母「真相なんてどうでもいいでしょう、ジャック。お父様は国家機密を漏洩させて処罰されたのです。どうにかお家取り潰しまでは免れたけれど……これ以上、事を荒立てないでおくれ」

ジャック「真相がどうでも良いとは、母上の言葉とも思えません。疑いが晴れれば父も喜びましょうし、このウイングソード家の再興もかないます」

 

 処刑された父は宗教団体とつながっていた可能性を指摘されていたのだ。

 

母「もう私はそんなことはどうでもいい。
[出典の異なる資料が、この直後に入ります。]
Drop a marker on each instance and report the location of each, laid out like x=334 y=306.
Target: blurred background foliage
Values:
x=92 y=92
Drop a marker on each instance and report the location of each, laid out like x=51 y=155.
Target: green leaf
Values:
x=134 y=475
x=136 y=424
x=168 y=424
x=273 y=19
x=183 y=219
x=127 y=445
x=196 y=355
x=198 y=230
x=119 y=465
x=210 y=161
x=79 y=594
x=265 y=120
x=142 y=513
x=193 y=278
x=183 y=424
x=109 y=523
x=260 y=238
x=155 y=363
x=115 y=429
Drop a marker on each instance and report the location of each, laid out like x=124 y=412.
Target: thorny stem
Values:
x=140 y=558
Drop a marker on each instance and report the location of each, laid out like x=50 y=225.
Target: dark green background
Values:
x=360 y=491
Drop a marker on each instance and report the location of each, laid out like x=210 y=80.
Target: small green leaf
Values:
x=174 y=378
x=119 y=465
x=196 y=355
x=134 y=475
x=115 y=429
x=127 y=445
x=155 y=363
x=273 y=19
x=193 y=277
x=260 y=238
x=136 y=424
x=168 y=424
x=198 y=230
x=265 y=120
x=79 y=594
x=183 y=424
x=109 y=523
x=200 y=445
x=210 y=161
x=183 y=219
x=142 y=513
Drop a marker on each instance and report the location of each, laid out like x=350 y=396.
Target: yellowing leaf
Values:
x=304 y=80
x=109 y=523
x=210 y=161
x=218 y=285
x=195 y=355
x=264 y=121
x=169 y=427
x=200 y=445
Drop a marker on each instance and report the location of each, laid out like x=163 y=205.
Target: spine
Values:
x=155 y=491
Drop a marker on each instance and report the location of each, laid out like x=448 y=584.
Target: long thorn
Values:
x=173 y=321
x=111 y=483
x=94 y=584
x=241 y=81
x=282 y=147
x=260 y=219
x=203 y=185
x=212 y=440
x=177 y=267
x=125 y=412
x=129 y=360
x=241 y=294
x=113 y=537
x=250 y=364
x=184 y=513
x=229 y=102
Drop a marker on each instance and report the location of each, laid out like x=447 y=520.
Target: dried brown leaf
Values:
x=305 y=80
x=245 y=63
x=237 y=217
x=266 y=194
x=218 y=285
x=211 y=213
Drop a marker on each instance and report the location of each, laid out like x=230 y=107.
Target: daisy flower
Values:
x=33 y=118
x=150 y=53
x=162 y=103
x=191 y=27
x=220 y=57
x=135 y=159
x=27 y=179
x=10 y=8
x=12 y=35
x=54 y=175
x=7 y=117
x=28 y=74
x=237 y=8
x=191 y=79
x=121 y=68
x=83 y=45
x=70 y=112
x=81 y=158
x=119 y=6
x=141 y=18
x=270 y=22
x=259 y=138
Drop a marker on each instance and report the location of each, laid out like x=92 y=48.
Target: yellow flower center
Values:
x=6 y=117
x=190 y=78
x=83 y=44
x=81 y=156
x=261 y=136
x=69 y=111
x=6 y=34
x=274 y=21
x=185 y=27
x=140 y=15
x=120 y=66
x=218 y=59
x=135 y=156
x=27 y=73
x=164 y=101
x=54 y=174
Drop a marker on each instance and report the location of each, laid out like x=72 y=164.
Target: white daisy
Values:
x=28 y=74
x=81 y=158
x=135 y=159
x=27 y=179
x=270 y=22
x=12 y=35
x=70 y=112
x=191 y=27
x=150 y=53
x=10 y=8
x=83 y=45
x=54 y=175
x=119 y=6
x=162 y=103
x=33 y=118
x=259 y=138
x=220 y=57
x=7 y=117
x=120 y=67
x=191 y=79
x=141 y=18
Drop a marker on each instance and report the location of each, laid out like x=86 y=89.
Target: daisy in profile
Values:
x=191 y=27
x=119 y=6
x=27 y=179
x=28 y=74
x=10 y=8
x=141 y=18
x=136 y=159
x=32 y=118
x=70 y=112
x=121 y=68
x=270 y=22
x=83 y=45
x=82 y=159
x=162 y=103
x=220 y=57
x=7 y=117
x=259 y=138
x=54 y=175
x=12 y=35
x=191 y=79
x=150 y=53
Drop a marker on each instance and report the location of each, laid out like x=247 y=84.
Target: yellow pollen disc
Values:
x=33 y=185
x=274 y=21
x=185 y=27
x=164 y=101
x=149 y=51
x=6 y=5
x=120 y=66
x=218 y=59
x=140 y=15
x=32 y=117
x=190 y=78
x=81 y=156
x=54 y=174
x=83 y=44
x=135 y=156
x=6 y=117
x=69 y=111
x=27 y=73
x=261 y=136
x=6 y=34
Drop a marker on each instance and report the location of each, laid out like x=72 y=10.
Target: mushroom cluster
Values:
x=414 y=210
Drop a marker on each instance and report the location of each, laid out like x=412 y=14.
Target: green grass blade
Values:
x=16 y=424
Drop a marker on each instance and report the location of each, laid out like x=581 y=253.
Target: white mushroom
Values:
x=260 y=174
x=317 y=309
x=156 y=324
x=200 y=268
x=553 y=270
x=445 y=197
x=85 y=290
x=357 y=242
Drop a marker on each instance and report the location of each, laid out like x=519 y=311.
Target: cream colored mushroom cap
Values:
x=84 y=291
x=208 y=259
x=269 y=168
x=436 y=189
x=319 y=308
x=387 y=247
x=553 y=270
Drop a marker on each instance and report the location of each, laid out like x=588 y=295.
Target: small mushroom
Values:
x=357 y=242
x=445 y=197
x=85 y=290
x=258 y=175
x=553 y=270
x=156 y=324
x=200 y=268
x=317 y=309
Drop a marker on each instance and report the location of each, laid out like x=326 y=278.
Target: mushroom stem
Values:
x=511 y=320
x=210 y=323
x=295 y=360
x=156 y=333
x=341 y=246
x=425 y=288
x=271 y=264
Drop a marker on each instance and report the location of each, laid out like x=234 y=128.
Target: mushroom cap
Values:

それよりも一人息子のお前にもしもがあったら、家はどうするつもりですか」

 

 浪費のツケが回って息子に内緒で借金を密に抱え込んでいた母親は、唯一の稼ぎ手である息子のジャックがいなくなるのをひどく恐れていたのである。

 

ジャック「恩師ヴァルト様より、国の命運にかかわる重要なお役目をこのジャックにと推薦していただけたのです。そのご厚意に報いるためにも私は必ず成功を収めねばなりません」

母「どうしてお前は無茶ばかりをする」

ジャック「無茶などではございませんよ、母上。母上が無理だとおっしゃった薔薇の騎士にもなりました」

母「母の心配する気持ちが通じないのですか、お前には」

ジャック「ありがとうございます。母上のお気持ち、しかと胸に」

 

胸に片手をあててから、軽い用事であるかのように彼は言う。